With recent advancements in commercial-off-the-shelf virtual reality (VR) displays, the cost associated with immersing someone in a virtual world is dramatically reduced; making incorporation of VR into human-in-the-loop experiments approachable to researchers. The HTC VIVE VR system is an example of this, with a cost of $600 and direct integration support for multiple game engines, including Unreal Engine 4 (UE4), [33, 34]. Using VR, one can address the gaps associated with the desktop-based VTB/MMI simulation for enhanced empirical validity and to cover a broader range of research. To meet this goal, this paper proposes a new simulation platform called VRMIX, which combines the UE4-based VTB simulation, MMI, and HTC VIVE to produce an immersive virtual world for exploration of multimodal interactions with mixed-initiative teams. With direct support for the HTC VIVE, developers can update VTB cordon and search scenarios for use cases where participants are “physically” present with characters and robots in the scene. The MMI, previously integrated with VTB for sharing of data, only requires integration of any visual display elements within VTB, as speech and audio modalities are supported with existing hardware (e.g. microphone, speakers), Fig. 5.

Fig. 5.
figure 5

VRMIX concept. Through the combination of the UE4-based VTB simulation and MMI software (left), and virtual reality headset, participants are immersed within a dismounted mission where they may interact using speech, gestures, and visual display in game (right).
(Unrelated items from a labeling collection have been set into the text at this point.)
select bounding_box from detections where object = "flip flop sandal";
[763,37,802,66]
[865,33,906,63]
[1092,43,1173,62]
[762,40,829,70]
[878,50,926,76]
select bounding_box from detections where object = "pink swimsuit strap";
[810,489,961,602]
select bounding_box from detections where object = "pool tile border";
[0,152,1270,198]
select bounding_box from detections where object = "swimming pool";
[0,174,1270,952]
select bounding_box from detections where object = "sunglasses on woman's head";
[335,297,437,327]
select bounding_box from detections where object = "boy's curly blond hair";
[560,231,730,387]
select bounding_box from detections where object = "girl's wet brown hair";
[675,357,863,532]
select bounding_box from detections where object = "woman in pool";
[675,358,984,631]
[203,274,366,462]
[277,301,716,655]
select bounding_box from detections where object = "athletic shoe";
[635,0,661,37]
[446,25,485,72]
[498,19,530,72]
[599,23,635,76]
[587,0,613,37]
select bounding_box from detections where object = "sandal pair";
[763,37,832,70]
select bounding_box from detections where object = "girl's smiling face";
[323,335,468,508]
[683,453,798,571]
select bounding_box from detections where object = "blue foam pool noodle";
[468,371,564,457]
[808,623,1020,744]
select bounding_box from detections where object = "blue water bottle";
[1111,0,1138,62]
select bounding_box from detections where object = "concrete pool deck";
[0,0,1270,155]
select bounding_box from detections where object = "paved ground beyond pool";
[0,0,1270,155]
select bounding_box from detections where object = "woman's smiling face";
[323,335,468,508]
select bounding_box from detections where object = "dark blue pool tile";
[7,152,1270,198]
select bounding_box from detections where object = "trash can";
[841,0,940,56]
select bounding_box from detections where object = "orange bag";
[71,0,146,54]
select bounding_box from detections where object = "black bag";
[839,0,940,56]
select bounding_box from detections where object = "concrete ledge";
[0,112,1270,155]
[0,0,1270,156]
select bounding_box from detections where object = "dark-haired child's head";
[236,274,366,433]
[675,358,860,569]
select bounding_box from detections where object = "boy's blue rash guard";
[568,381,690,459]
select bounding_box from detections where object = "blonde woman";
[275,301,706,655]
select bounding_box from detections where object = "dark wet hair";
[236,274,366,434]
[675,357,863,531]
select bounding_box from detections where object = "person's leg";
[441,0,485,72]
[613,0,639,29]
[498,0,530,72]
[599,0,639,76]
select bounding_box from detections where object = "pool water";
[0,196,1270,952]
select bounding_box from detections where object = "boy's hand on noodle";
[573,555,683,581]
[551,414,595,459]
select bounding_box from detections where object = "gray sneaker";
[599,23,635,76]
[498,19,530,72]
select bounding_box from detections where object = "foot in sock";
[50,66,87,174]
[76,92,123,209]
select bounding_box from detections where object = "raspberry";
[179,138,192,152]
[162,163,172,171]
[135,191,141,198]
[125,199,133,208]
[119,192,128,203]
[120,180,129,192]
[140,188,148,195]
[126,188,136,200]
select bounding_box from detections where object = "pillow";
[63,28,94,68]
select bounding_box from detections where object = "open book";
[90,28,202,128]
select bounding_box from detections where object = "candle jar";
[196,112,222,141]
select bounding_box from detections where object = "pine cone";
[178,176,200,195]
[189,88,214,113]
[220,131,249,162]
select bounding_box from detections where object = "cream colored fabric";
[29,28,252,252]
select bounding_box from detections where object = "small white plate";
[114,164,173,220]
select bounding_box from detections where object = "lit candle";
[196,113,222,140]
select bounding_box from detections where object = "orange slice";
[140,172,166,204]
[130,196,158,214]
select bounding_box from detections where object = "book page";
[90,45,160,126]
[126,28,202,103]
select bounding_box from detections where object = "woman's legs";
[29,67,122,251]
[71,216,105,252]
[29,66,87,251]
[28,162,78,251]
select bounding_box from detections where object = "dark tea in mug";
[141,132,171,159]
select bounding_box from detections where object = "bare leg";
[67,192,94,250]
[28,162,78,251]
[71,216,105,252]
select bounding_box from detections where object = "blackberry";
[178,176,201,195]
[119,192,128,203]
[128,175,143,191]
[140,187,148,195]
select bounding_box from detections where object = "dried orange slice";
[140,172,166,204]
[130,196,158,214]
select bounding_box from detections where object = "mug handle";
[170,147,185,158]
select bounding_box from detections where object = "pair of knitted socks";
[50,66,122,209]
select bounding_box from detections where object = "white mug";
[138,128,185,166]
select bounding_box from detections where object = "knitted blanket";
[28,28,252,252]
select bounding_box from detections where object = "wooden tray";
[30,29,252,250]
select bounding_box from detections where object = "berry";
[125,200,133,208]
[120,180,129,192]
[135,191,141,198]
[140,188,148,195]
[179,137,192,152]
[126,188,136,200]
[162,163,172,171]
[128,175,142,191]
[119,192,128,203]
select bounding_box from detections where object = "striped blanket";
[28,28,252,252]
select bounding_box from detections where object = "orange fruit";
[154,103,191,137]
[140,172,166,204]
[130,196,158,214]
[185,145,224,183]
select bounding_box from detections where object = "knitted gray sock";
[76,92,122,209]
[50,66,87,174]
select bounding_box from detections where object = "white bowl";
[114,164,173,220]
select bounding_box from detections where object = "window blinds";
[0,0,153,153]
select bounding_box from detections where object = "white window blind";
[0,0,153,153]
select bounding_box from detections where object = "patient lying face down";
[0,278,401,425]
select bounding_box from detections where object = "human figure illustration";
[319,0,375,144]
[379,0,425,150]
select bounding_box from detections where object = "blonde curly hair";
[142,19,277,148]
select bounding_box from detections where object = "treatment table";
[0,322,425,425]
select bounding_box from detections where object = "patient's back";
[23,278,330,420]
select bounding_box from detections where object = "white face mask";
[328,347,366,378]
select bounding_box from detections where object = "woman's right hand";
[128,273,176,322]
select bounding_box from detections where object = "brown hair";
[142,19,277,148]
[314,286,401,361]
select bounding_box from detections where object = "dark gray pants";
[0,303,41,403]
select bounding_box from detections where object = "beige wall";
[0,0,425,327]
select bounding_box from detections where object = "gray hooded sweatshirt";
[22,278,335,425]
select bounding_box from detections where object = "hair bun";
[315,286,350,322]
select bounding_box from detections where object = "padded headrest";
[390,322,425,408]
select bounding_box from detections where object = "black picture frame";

In order for users to access the visual display of the MMI within VR, VTB is modified to perform screen captures (i.e. frame grabbing) of the actual MMI display software and render it in game. Thus, users are able to perform a visual search as they would in the real world by looking around with their head, command with speech and gestures, receive auditory cues, TTS, and simulated radio chatter, and access a visual display within a complex multi-tasking scenario. Furthermore, the tactile modality can be supported using the haptic channel of the HTC VIVE controllers or with integration of a tactile display. Moreover, the first-person nature of VR lends itself well to the egocentric spatial characteristics of tactile belts, [14]. Thus, VRMIX has the potential to provide a means of investigating all modalities in a laboratory setting with maximum fidelity and experimental control.

5 Conclusion

The goal for this paper is to discuss robotics research and technologies for advancing human robot collaboration, and what is needed to assess these future mixed-initiative teams. There is a clear demand to improve soldier-robot teaming established in congressional mandate and Department of Defense (DoD) funded research programs, [17, 35]. However, the state of the art in artificial intelligence and the cost to emulate the complexity of real-world mission scenarios (e.g. cordon and search) requires researchers to rely heavily on simulation. Simulation provides a means to explore future robot capabilities, keep costs low, and enable experimental control for assessment of multimodal communication. Many robotics simulation environments focus on simulation of sensors and physics for robotics development, with few platforms supporting human robot interaction. In order to drive future requirements, interface capabilities, and understand the human factors of multimodal communication, a new simulation environment called VRMIX was presented. VRMIX will provide researchers the necessary tools to assess multimodal interaction in relevant dismounted military missions with robot capabilities yet to come.